A few years ago I removed all third-party analytics software from my websites and went back to using plain server logs. I use goaccess for viewing server statistics; it's fast and flexible, and it can show information on the command line or generate HTML reports.

One problem is that some sites will send bogus requests with their url as the Referer value. They then show up in logs which makes it much harder to find useful information:

Referer spam ruins everything

There are a couple of solutions I considered:

Blocking the referrals directly from nginx
This would stop them for ever reaching the logs, but would require frequent updating of the server configuration. I was also a little concerned that adding hundreds of blocked urls could slow things down slightly.
Excluding the urls via .goaccessrc
goaccess can already exclude referrals, but there is a hard limit of 64 without recompiling. It also requires the list of urls to be regularly updated.
Filtering the logs before parsing
This adds an extra step, but gives me more flexibility in what is removed.

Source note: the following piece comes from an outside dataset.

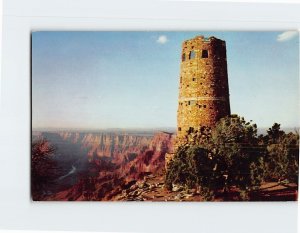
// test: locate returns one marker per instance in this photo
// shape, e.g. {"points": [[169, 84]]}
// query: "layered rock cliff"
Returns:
{"points": [[113, 161]]}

In the end I went for option #3, as I wanted to try and remove requests that matched a certain pattern instead of filtering individual domains or IP addresses.

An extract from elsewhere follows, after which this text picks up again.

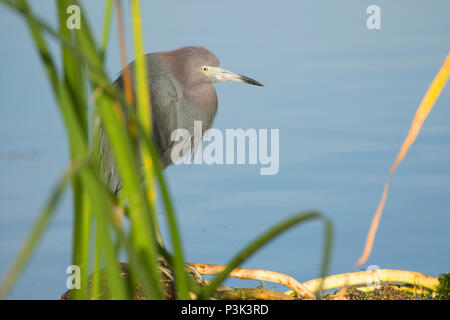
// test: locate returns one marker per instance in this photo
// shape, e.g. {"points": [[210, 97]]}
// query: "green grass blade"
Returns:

Most of the spam referrals I see have a few things in common:

This makes it a little easier to filter them out without using their domain.

GNU/Linux has a number of text processing tools, but grep was the simplest option as I'm ignoring a single string from each line.

The following snippet of bash code removes most spammy requests from the access log and then pipes it into goaccess:

#!/bin/bash
grep -v '\"GET / HTTP/1.1\" 301 194' access_log | goaccess -a

The finished result looks like this:

Referer spam is gone

It's a bit of a scattergun approach and there's a risk that I'll exclude legitimate traffic from the log. However, I'm more interested in referrals to individual posts (which I use to see what people like/don't like) so I'm not too worried.

There are still a few spam sites getting through which use HEAD to request the homepage. I made a few tweaks to exclude them as well, so the final version looks like this:

#!/bin/bash
grep -v -e '\"GET / HTTP/1.1\" 301 194' \
	-e '\"HEAD / HTTP/1.1\"' access_log \
    | goaccess -a

It's not perfect, but so far it's cut out 99% of the referral spam I was seeing.